Model-View-Controller is everywhere now days. I’ve been testing two open source frameworks which look great:

  • VRaptor: Apparently easy to use, easy for REST services development, looks brilliant. However, I spent two hours struggling with Tomcat in order to add permissions for the sample application to run. None of the exceptions regarding these permissions where in the documentation. I had to edit file /etc/tomcat6/policy.d/04webapps.policy on Ubuntu 9.10 adding several lines (permission java.lang.RuntimePermission “getProtectionDomain”, “read”;). Eventually I got a serialization exception and discarded the framework.

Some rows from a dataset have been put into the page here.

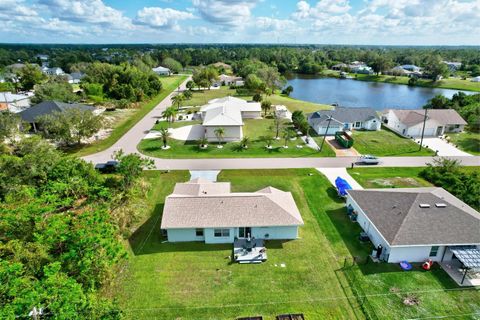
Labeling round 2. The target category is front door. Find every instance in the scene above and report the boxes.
[238,227,252,238]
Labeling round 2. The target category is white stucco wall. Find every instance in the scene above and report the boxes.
[388,246,451,263]
[167,229,205,242]
[204,126,243,141]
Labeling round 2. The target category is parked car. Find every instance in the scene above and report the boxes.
[359,154,380,164]
[95,160,118,173]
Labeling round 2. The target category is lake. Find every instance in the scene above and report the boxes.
[287,75,475,110]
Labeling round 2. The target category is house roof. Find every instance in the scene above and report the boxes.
[392,109,467,126]
[347,188,480,246]
[161,181,303,229]
[308,107,380,125]
[152,66,170,72]
[19,101,95,123]
[200,96,261,126]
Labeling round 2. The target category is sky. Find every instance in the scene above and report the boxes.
[0,0,480,45]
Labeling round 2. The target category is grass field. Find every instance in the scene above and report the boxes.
[181,86,331,113]
[347,167,433,188]
[351,74,480,91]
[138,119,335,159]
[66,76,187,157]
[112,169,480,320]
[353,128,434,157]
[448,132,480,155]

Too much time to make the sample application run.
    I noticed that writing integration tests looks easy but the ones found in the documentation where called “unit test” when they are not unit tests, they are integration tests. That is the reason many people believe that just because JUnit is running the test it is a unit test, when it is not.
  • Play! Framework: Very similar to VRaptor but much more easy to get started with. The framework runs a development server out of the box which makes it very easy to try out your first application within minutes. It has a command line tool similar to Django which rocks.  The only think I don’t like so far is that controller actions are “static” which makes unit testing controllers impossible. Fortunately the FunctionalTest class is great to write those kind of tests so I would move the business logic out of the controllers so I can test-drive it, and use the controllers just to wire up views and models. It would be great if they remove the static constraint in future versions of the framework.